Aan de andere kant van het besluitvormingsspectrum staan de besluiten die alleen zijn ondersteund of verworpen door de collegepartijen; de dictatuur van de meerderheid. Ook deze komen voor, echter niet zoveel als het aantal unaniem genomen beslissingen. In totaal hebben de collegepartijen 3 keer een besluit erdoor gedrukt (parkeervisie Deel I) en 7 keer een besluit tegengehouden (o.a. motie van wantrouwen). Er is dus duidelijk geen sprake van een dictatuur van de meerderheid. Maar er zijn wel partijen die meer dan gemiddeld tegenstemmen (de tegenpartijen).
Amersfoort voor Vrijheid kan op basis van deze mid-term review genoemd worden als de grootste tegenpartij van Amersfoort. In 32% van alle stemmingen waaraan zij deelnam, stemde deze partij tegen, en soms dan ook nog als enige (34 x). Deze uitslag, gevoegd bij het lage succes van de eigen amendementen en moties, geeft aan dat er nog een grote kloof bestaat tussen het gedachtegoed van deze partij en de andere partijen in de raad.
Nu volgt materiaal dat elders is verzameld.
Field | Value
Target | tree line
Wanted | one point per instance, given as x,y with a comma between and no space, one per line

Tenslotte nog een relativerende opmerking. De uitslagen van de kleine (eenpersoons)fracties worden vertekend door de “Niet Aanwezigheid”. Soms waren de raadsleden van deze partijen door ziekte etc. niet in de raadzaal aanwezig en konden dan ook niet hun stem uitbrengen. Maar deze cijfermatige analyse komt wel overeen met mijn persoonlijke waarnemingen als toeschouwer van de raad.